In the course of the work for ABM-Redesign, Grant added the AgentDataCollector class, which scrapes all potentially relevant data from an agent each step. It was initially developed for testing, and then became useful for the Jupyter workflow.

Now, as part of adding the ABM-Redesign functionality to the frontend, we will do a thorough update of the collection, storage and transmission of simdata.

The items in this issue (above) are directly relevant and the name works, so I'm co-opting this issue instead of creating a new one.

Plan

  1. Define a new schema for sharing data between frontend/backend
    • Optimize size via reorganizing and/or compression
    • Fetch specific steps/fields as-needed
  2. Get baseline speed/size figures for comparison
  3. Update AgentDataCollector to support new schema
  4. Update storage/transmission system (GameRunner/Redis)
  5. Update API (Flask/frontend) to new storage/transmission and schema
ezio-melotti commented 2 years ago

The currency_desc.json file could be used to solve the problem of the currency names/units. If these values are added in the file, it could be sent as-is to the frontend.

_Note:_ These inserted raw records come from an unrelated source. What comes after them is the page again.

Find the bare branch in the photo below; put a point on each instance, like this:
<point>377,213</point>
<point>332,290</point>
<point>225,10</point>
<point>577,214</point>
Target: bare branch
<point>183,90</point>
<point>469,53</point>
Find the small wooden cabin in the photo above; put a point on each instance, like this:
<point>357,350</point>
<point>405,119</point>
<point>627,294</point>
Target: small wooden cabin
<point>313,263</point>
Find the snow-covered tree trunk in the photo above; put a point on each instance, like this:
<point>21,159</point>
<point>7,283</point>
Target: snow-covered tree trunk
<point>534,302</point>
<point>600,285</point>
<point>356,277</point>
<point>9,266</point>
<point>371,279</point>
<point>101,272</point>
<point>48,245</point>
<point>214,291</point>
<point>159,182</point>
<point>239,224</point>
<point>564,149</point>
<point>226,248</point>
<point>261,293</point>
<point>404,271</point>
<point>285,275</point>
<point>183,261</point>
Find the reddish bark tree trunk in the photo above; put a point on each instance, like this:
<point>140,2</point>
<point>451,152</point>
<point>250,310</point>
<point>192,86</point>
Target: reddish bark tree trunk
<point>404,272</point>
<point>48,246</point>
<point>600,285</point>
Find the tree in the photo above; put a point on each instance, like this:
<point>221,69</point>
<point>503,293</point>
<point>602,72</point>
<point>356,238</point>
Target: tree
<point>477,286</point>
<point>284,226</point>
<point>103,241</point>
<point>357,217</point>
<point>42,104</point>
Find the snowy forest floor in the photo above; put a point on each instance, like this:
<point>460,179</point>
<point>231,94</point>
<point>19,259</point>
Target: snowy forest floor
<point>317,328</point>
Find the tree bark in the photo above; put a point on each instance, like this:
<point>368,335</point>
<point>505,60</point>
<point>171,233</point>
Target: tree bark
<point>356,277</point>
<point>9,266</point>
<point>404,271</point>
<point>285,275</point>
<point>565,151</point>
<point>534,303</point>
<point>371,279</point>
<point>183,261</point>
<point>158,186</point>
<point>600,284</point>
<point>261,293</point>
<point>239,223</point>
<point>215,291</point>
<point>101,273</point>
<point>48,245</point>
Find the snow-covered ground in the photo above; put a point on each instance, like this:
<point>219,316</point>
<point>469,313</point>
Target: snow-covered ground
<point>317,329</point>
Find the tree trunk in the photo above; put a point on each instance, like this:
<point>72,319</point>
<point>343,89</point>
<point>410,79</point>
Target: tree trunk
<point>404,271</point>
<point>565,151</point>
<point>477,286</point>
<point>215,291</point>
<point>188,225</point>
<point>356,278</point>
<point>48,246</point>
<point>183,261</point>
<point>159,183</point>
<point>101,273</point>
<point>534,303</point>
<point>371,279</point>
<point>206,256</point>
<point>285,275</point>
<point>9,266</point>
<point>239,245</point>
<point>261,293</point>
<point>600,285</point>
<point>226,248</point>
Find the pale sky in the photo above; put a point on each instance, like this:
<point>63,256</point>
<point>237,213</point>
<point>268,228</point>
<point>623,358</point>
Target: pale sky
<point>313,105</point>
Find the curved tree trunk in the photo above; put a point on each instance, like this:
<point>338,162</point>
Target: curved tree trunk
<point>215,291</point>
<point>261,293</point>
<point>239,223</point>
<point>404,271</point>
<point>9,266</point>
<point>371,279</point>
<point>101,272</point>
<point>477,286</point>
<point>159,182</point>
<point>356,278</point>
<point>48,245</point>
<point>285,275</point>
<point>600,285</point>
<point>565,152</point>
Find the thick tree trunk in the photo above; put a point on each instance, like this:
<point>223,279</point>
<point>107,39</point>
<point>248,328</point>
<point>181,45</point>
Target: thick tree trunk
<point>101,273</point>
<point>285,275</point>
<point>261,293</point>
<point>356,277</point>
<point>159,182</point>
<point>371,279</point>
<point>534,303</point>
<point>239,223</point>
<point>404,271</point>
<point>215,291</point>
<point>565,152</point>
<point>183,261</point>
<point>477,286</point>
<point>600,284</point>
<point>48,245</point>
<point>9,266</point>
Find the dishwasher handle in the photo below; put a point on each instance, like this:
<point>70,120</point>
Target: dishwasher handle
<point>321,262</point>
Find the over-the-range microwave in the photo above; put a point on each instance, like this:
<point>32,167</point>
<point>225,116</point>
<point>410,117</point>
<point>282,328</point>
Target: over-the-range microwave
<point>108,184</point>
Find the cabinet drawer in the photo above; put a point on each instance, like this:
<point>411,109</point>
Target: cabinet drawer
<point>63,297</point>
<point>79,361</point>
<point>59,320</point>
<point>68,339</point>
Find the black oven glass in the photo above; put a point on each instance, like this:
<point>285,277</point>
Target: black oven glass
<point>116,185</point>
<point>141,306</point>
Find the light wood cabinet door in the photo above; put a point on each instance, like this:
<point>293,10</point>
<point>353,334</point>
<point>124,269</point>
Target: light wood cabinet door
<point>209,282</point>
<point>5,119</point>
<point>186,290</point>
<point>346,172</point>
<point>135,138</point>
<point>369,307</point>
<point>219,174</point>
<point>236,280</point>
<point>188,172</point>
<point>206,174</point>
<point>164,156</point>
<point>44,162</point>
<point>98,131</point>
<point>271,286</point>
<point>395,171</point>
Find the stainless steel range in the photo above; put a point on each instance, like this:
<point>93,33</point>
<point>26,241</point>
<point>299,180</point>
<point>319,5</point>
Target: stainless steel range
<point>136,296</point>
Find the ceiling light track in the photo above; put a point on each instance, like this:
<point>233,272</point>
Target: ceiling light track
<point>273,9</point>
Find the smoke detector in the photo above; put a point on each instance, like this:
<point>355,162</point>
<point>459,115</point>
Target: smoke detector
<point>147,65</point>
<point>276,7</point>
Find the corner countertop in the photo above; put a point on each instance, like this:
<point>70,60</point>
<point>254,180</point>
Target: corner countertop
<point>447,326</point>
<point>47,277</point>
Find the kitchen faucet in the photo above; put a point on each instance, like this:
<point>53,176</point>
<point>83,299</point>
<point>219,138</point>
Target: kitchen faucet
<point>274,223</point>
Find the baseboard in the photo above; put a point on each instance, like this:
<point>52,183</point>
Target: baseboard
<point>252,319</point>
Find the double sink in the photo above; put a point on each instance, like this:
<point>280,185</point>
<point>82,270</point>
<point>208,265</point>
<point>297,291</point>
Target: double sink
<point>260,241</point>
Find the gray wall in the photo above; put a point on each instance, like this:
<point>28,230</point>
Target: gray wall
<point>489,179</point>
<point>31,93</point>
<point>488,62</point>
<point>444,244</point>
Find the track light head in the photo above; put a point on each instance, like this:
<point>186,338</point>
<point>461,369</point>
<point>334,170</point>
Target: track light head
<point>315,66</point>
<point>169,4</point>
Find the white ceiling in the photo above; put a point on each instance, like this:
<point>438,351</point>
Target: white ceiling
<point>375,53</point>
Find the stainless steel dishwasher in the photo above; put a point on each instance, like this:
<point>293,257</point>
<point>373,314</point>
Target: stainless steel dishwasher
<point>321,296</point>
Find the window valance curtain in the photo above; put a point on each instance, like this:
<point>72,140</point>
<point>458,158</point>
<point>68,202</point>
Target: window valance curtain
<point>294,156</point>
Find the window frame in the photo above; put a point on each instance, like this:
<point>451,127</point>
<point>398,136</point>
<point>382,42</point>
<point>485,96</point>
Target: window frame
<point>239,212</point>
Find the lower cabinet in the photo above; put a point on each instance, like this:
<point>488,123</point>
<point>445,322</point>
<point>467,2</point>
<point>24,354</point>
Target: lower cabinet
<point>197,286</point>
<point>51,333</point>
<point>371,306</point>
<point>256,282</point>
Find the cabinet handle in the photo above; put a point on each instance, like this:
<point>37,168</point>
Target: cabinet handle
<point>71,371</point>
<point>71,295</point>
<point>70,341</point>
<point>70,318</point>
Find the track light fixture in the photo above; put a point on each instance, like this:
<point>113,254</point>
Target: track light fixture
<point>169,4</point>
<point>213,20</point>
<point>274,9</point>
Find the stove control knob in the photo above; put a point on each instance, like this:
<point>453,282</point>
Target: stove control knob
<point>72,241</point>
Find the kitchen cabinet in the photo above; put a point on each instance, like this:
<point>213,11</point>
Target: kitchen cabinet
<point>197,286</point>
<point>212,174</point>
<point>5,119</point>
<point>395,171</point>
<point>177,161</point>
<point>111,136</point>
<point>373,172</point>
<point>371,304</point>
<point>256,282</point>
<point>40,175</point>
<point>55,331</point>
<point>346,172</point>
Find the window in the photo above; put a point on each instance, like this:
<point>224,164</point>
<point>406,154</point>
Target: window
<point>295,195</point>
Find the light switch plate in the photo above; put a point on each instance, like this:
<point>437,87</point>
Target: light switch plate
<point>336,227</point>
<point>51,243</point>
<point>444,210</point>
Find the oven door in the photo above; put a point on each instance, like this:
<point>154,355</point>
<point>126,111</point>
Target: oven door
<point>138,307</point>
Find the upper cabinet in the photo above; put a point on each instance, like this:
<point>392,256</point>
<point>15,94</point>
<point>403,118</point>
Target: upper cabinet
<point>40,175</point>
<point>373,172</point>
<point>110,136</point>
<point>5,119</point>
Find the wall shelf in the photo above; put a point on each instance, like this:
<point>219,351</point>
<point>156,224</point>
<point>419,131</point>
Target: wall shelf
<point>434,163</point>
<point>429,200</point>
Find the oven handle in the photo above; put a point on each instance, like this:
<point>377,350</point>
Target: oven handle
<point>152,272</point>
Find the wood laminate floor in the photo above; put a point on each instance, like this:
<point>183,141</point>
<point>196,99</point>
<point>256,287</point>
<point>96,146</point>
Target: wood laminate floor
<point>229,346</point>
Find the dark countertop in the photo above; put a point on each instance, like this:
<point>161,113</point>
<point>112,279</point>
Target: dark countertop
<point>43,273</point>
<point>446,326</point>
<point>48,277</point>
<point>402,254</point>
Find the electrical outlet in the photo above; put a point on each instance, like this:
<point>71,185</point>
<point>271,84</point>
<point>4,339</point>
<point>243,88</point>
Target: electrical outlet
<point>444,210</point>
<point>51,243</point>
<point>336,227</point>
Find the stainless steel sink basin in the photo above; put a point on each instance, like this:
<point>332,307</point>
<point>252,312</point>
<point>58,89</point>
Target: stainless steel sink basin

  1. Get baseline speed/size figures for comparison

At this stage I don't think we need benchmarks. There is clearly a lot of duplicate data being sent, and it will certainly go faster once we remove it. Sending gzipped data at the network level (i.e. just by specifying it in the http headers), might be useful and simple enough to implement, but I would spend too much time working on custom solutions.

granawkins commented 2 years ago

A simple solution would be to have the backend send the output of AgentModel.get_data(debug=True) to the front-end directly.

It includes all fields for all agents/currencies at all steps.

The 4-human-garden full-simulation object is about 1.1MB, compared to the current at ~8MB and includes a small subset of data.

I think we can also really simplify the front-end by storing this and indexing it directly from the panels.

ezio-melotti commented 2 years ago

Regardless of the actual structure of the json, we could also look into adding compression at the network level, e.g. by gzipping the data.

Good news everyone! Looks like we already have this: image The highlighted request contains 9 days (216 steps) of data sent through websocket for the 1 human preset, and it was compressed down from 422k to 17k during the transfer. The arrows show that the frontend was already accepting gzip and the backend also encoded the data as gzip.

Exporting the data and gzipping them yields similar values (the format is a bit different):

 379614 simoc-simulation-data-1h-9d.json
  19833 simoc-simulation-data-1h-9d.tar.gz
granawkins commented 2 years ago

Great! Ya looks like socketio uses compression by default.